30 nov, 2009
La dispense définitive de service pendant le préavis constitue un acte équipollent à rupture
Posted by: Question de droit social In: Actualité du droit social
Dans un arrêt du 19 mai 2009 (R.G. n°8.372/2007), la Cour du travail de Liège a été confrontée à la question de savoir si une dispense de prestation de service accordée par un employeur à son travailleur en préavis devait être considérée comme un acte équipollent à rupture.

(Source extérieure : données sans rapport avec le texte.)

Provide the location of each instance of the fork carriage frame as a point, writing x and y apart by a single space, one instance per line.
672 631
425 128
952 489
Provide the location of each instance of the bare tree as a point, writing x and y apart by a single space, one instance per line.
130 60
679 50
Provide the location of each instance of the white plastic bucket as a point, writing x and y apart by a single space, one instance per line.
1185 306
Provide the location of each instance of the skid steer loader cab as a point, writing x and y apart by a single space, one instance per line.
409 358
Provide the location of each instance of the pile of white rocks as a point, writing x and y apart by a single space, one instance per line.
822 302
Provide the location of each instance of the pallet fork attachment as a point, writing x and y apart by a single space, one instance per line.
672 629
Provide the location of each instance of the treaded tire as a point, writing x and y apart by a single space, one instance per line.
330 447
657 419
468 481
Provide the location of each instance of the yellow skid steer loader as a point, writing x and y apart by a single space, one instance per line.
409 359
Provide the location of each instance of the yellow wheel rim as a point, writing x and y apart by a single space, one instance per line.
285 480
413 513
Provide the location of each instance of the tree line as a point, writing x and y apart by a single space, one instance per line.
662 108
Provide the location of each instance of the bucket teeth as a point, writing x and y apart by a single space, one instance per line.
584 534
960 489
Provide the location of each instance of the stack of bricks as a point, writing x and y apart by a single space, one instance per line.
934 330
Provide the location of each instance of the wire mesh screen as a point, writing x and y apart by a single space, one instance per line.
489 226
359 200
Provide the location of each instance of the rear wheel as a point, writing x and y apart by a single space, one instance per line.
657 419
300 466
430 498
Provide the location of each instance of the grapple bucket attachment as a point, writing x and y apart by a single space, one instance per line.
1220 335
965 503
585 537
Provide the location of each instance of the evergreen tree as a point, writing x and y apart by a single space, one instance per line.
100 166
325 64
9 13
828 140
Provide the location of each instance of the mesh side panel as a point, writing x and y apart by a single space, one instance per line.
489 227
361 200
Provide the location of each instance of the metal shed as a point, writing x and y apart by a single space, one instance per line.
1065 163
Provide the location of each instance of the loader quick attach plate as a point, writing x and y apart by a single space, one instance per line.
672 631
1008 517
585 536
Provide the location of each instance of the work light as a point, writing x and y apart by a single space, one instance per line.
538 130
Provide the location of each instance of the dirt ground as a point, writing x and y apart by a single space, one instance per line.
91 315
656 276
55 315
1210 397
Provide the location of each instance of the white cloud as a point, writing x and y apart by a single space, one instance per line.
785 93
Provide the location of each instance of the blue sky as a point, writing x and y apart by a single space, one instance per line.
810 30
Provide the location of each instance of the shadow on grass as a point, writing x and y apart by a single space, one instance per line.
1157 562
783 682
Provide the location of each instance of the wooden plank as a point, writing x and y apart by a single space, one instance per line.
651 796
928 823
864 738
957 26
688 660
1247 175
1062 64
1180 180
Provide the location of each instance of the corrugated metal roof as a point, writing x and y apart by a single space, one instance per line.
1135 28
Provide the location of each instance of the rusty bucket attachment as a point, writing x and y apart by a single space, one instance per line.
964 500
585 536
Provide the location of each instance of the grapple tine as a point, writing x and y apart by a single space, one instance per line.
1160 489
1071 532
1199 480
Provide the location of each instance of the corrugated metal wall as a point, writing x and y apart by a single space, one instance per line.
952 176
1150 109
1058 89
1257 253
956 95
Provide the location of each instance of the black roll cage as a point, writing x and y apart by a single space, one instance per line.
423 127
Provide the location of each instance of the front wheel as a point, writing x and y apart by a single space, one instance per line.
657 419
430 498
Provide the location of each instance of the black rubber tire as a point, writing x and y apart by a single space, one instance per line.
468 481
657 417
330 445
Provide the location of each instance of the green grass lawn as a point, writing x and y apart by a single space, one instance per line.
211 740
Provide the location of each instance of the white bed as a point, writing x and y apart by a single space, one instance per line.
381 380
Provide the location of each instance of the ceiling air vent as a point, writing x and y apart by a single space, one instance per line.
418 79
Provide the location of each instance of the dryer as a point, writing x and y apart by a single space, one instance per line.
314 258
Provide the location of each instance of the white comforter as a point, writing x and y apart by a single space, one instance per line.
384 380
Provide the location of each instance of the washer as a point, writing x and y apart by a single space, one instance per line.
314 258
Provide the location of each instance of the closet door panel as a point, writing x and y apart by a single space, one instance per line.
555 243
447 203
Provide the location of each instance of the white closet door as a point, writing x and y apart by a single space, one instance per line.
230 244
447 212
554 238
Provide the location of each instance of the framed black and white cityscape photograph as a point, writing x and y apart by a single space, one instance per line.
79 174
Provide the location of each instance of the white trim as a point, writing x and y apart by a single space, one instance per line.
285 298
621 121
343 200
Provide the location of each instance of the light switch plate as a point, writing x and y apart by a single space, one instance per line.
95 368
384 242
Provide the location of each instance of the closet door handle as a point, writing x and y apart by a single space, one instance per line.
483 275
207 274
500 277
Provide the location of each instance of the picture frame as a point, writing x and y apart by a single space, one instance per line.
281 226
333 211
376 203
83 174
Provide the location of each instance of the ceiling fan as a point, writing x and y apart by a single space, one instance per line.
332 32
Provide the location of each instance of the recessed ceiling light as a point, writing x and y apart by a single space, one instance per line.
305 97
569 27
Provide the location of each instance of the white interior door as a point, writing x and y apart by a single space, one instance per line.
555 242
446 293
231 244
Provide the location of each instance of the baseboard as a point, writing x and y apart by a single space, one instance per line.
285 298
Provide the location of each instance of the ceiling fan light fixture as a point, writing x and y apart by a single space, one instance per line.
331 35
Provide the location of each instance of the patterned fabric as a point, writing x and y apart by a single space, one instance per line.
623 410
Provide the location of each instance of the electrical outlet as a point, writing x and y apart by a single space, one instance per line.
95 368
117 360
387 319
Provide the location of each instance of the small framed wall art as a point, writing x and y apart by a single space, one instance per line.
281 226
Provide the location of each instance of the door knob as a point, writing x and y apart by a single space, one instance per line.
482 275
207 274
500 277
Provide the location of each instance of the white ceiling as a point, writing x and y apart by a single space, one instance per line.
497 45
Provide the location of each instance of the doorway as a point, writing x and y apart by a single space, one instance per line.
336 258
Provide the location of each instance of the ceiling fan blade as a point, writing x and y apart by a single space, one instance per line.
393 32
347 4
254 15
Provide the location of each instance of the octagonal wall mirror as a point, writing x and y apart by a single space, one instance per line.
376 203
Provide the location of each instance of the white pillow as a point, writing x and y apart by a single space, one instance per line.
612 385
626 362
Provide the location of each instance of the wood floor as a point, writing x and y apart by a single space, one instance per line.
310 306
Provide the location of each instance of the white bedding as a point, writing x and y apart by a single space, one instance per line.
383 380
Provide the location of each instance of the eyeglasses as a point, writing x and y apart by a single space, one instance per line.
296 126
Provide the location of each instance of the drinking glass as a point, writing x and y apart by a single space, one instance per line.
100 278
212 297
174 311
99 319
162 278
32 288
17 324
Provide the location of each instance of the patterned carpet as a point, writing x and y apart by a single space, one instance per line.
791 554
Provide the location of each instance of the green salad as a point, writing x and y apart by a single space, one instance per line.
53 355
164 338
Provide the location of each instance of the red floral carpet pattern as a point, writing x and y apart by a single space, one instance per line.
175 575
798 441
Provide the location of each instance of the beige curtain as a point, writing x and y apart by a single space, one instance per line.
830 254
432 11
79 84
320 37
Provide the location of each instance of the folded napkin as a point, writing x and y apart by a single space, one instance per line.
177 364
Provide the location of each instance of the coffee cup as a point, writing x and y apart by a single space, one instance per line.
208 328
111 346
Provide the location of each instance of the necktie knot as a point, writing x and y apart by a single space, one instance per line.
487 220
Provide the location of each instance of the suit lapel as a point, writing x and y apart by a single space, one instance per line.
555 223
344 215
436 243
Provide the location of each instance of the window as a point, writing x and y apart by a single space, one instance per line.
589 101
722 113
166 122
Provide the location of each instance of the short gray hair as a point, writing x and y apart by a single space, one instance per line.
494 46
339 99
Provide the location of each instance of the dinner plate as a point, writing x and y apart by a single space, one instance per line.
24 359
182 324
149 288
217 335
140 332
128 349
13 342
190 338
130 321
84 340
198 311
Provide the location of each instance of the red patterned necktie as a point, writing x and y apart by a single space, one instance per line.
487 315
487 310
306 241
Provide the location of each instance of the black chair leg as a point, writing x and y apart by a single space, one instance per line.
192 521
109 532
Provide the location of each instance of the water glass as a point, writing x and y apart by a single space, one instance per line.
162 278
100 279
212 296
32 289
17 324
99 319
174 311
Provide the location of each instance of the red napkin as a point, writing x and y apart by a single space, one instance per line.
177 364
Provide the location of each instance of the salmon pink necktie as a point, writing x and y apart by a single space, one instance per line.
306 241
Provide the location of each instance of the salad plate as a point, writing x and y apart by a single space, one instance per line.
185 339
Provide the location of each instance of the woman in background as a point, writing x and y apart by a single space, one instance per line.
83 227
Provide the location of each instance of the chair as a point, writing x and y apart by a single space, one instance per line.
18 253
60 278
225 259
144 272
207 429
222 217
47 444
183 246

Si la Cour de cassation a déjà estimé que « même lorsque l’employeur dispense le travailleur de la prestation de travail pendant le délai de préavis et refuse expressément de le faire travailler, il n’en ressort pas la volonté de l’employeur de rompre immédiatement le contrat. Il n’y a pas d’acte équipollent à rupture » (1), la Cour du travail de Liège a néanmoins nuancé cette position.
En effet, la Cour a estimé qu’il convenait « d’opérer une distinction selon que la dispense de prestation est temporaire ou définitive, voire simplement de longue durée. Dans le premier cas, la dispense constitue un manquement aux obligations sans manifester d’intention de rompre. Dans le second, elle manifeste par sa pérennité une volonté de modifier le contrat dans son essence même. »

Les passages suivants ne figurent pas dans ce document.